This image will serve as my introduction to the American novel from 1945 that I just discovered.
I let you read the fine text:
"Lymie and he were always the first to get into the dormitory. In the bed they shook the ice against one the other, shivering like little dogs, until the heat of their bodies was beginning to penetrate the flannel pajamas and their big gowns wool. Lymie slept on the right side and Spud curled against him, fists in the pit of his kidneys. After five minutes while the bed was warm and Spud asleep. Lymie slept slower usual. He lay there, relaxed and drowsy, conscious of the cold outside the blankets and heat that came from Spud, Spud and the smell of which was not a smell of sweat or body failed, which resembled the smell of anyone. Then he walked right foot until the plant should come into contact with the bare toes of Spud, and bearing on this reality, he rushed fearlessly into the darkness, where it was more about sharing. "

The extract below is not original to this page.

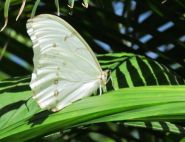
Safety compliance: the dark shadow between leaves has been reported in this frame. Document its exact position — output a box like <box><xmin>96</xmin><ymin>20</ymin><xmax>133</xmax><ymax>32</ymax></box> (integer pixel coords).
<box><xmin>0</xmin><ymin>100</ymin><xmax>28</xmax><ymax>117</ymax></box>
<box><xmin>28</xmin><ymin>110</ymin><xmax>53</xmax><ymax>127</ymax></box>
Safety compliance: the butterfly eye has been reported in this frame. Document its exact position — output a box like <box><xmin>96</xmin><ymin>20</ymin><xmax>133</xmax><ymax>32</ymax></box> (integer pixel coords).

sheet folded , William Maxwell, published in 1945 in the United States and translated and published in France in 1948.
This beautiful book, almost unknown in France, says the few years between late adolescence and early adulthood 3 young Americans in the 1930s. Lymie, the "skinny ", chest plate, Spud, the young American athlete in athletic body and Sally, the girl around which binds all the emotional conflicts and, I think, between these three erotic beings. Lymie loves and admires Supd. He wants to live a symbiotic friendship with Spud and exclusive, which represents everything to which he aspires secretly. Spud attaches to Lymie that serves and admire. Perhaps it is a bit envious of his talent? Sally crystallizes their relationship, through an intermediary. Spud loves him, but he believes Lymie love her too. In reality, Lymie found in her mother's comforting that he lost with the death of his mother. Perhaps as he seeks his friendship because it serves as a link with Spud. By loving his own way was also a way for him to love again Spud. The misunderstanding is installed. Spud is jealous. Right loosens, but adolescence ends.
For the modern reader, the relationship between Spud and Lymie friendship can only be a homosexual. Should we follow the translator, Maurice Edgar Condreau when he says in the preface, aware of this ambiguity: "The drama is played ente Lymie, Sally and Spud is not peculiar to the University of Illinois. C 'is a drama of all places and all times, the plight of unskilled young people to unlock the secrets of their hearts. No doubt some readers will find that they are Lymie Spud and a strange innocence. They most surely will doubt yet the innocence their relationships and will be tempted to see in Leaf folded presentation of a case of homosexuality. They are wrong. At no time of intimacy the two friends suspect that their attachment might have sources whose only thought would fill them with horror. They are in love with the simplicity of boys and mysteries of the subconscious never worried, and when, in the dorm frozen, they sleep, with the full knowledge of all their comrades in arms of one other is no more evil than the child who, at night, insisted to sleep with the teddy bear object of his adoration. Today, with the extension Freudianism, increasing freedom of writings and conversations, the boldness of barracks jokes exchanged Atlantic to the Pacific during the war, such candor would be highly unlikely, but at the time unfolds the beautiful love story What Leaf folded (and to a small town in the Midwest) formidable taboos had not softened the severity of their prohibitions. It was therefore necessary for the tragedy that had the ring of truth, it was shown us as the players had played. However, in their eyes, it could be no question of sexual abnormality, although doubtless they knew its existence without ever glimpse the possibility that they might one day be the victims. "
Nevertheless, I am inclined to follow. The history of relations of friendship between men has already shown that in times not so old, could live a friendship between men, not without affection, without which one can speak of homosexuality. Perhaps it is our inordinate taste for exclusive classifications that we impossible to think of friendship between men otherwise than as a form of homosexuality more or less conscious, since it takes an exclusive and almost physical.
In a fundamental essay on the literary history of homosexuality in the American novel: As a brother, a lover , published in 1976, Georges Michel Sarotte this novel class in the category The " particular friendships " teenagers, calling it" Friendship disorder in American Reality: the report accepted. " (Pp. 48-49). He is in the direct lineage of the works of Herman Melville, especially Pierre and ambiguities.
very personal way, this novel the fascination of "a thin, flat-chested boy" for a boy to the body that expresses the fullness and beauty could not leave me indifferent.
Description of structure
William Maxwell
Leaf folded (The Folded Leaf)
translated from English by Maurice Edgar Coindreau
Paris, Gallimard, 1948 , in-8, XIX- [3] -230 - [4] pp.
I thank the site "Another Country", which we provides images of which I have not had trouble finding one that seems perfectly illustrate this message.